Chez ce prince, Audric Bezard, la passion et le drame ne s’imposent pas d’emblée. Avec son ballon velouté et son parcours ample, il évoque un de ces « chats-chien » d’appartement, qui viennent saluer tous les nouveaux arrivants avec grâce au lieu d’aller se cacher sous les meubles. Le doute ne s’insinue en lui que lorsqu’il se retrouve seul (ainsi, sa variation lente est exécutée comme si chacun des pas qui la compose était une pensée soupesée). Au 2e acte, il reste aimable et déférent envers sa princesse. Au troisième, ce prince félin joue, fasciné, avec son oiseau de paradis –pour tout dire, c’est à ce moment, où Odile imite le cygne blanc, que mademoiselle Hecquet est la plus crédible en créature à plume. Bezard se laisse entraîner dans le tourbillon de l’enchanteresse. Aux fouettés diaboliquement précis et méthodiquement doublés de sa partenaire, il oppose de non moins impressionnants tours à la seconde. Le moment du parjure est alors pour lui un véritable éclair dans un ciel d’été. A l’acte 4, c’est sa maîtrise de l’adage qui fait merveille. Le dernier pas de deux émeut par l’accord des lignes (Ce même bel accord entre mademoiselle Hecquet et Audric Bezard qui avait déjà gagné mon suffrage dans la Belle au bois dormant) et le jeu des oppositions de tensions … Siegried-Bezard semble vouloir s’échapper par la coulisse tandis qu’Odette-Hecquet est comme aimanté par le groupe des cygnes.

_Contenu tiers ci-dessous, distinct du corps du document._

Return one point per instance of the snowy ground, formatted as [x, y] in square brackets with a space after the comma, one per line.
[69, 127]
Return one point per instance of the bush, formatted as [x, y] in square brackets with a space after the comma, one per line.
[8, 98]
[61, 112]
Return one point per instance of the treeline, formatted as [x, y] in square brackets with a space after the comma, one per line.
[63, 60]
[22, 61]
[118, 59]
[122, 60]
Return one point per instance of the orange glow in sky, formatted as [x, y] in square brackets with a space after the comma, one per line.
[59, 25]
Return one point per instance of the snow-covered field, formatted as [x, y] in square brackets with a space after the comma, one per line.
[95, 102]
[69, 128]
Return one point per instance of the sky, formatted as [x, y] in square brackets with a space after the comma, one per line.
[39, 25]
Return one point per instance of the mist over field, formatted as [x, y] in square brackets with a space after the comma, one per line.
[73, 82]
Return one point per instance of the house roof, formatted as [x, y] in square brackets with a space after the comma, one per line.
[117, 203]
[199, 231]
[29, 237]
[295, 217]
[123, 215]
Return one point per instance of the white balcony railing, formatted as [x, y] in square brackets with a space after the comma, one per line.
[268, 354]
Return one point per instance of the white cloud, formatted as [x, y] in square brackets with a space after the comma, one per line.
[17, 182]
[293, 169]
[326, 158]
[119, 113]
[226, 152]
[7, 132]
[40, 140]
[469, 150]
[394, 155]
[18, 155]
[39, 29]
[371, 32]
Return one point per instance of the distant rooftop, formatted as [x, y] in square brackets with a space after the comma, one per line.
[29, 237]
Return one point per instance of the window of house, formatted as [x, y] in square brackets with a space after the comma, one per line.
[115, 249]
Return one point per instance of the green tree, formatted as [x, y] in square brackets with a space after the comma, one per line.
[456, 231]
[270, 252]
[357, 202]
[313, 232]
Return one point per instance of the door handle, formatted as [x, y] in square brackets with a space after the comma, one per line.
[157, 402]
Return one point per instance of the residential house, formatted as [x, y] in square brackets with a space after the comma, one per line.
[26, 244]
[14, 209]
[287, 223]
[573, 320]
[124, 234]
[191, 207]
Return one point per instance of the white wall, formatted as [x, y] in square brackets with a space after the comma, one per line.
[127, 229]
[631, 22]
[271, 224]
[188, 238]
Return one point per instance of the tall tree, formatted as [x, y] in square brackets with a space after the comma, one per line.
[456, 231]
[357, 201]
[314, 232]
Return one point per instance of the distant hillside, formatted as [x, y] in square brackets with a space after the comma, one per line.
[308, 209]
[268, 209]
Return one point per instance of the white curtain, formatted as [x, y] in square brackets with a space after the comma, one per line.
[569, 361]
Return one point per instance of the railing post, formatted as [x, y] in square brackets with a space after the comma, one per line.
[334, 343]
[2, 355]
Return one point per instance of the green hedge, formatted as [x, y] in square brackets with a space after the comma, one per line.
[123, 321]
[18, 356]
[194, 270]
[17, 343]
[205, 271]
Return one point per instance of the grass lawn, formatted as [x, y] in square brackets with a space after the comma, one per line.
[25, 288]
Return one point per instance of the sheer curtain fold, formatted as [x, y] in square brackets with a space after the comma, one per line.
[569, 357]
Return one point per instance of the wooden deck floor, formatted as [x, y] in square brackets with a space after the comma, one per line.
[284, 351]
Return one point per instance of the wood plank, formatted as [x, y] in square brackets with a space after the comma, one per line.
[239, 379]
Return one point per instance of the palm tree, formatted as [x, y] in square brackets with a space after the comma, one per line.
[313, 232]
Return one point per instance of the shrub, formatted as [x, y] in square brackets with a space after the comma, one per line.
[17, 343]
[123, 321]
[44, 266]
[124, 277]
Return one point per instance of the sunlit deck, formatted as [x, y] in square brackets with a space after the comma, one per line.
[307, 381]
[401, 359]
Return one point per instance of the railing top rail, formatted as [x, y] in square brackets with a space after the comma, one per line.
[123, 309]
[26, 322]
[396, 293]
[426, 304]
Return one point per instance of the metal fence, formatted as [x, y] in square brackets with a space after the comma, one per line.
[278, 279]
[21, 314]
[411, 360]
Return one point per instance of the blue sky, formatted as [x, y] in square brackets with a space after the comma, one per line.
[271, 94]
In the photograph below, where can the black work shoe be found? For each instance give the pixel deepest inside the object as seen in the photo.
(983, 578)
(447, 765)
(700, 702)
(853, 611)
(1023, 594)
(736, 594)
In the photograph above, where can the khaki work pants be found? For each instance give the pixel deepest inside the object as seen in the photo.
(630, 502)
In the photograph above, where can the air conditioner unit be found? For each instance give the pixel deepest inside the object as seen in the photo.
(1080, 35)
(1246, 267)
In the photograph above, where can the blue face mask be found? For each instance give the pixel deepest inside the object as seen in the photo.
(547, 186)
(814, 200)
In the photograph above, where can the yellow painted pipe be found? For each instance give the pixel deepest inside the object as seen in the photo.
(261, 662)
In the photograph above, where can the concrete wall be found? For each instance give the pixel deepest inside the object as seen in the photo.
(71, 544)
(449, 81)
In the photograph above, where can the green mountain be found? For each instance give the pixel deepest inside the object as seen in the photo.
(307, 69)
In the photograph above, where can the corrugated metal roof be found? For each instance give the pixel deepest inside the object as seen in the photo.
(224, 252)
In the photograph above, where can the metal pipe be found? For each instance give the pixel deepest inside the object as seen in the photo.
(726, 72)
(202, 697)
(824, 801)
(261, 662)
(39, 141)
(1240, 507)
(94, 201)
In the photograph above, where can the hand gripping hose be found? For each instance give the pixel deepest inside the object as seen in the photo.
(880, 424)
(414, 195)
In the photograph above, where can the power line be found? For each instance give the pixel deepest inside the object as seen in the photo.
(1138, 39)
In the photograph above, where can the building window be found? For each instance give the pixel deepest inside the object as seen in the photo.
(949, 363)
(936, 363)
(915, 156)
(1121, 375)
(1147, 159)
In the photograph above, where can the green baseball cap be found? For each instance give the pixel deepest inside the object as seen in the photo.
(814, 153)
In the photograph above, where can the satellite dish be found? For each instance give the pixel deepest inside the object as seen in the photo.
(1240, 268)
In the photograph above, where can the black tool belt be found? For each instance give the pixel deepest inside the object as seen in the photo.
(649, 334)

Qu’importe au fond si on n’a pas le cygne, pourvu qu’on ait le sentiment du tragique partagé.
Je n’ai vu aucune de ces distributions mais quel magnifique article, je crois que j’ai tout vu – vos images sont si vives.
La dernière phrase est une merveille et j’y souscris pleinement. Merci pour ce compte-rendu (mais en est-ce encore un ?) si plein de grâce.
Merci, Noor!
Comme toujours, j’ai oscillé entre le rire et l’émerveillement d’un enfant découvrant son premier feu d’artifice à l’heure où habituellement ses parents l’obligent à dormir alors qu’il n’a même pas sommeil; je me suis délectée de ce magnifique carnaval des animaux! et j’ai une tendresse toute particulière pour le chat-chien qui ne se cache pas sous un meuble; une bronchite m’a privée de Laura mais je découvrirai Hannah ce soir!
Nous y étions ce soir aussi. J’espère que vous avez apprécié votre soirée, Shana. CL.
Je suis sous le charme absolu de Hannah et aussi de Yannick, j’écrirais mon article avec mon lyrisme teuton et sans grâce et serait donc ravie de vous lire bientôt! Paquette est monté sur ressort pour cette saison, je l’ai connu plus subtil en 2006!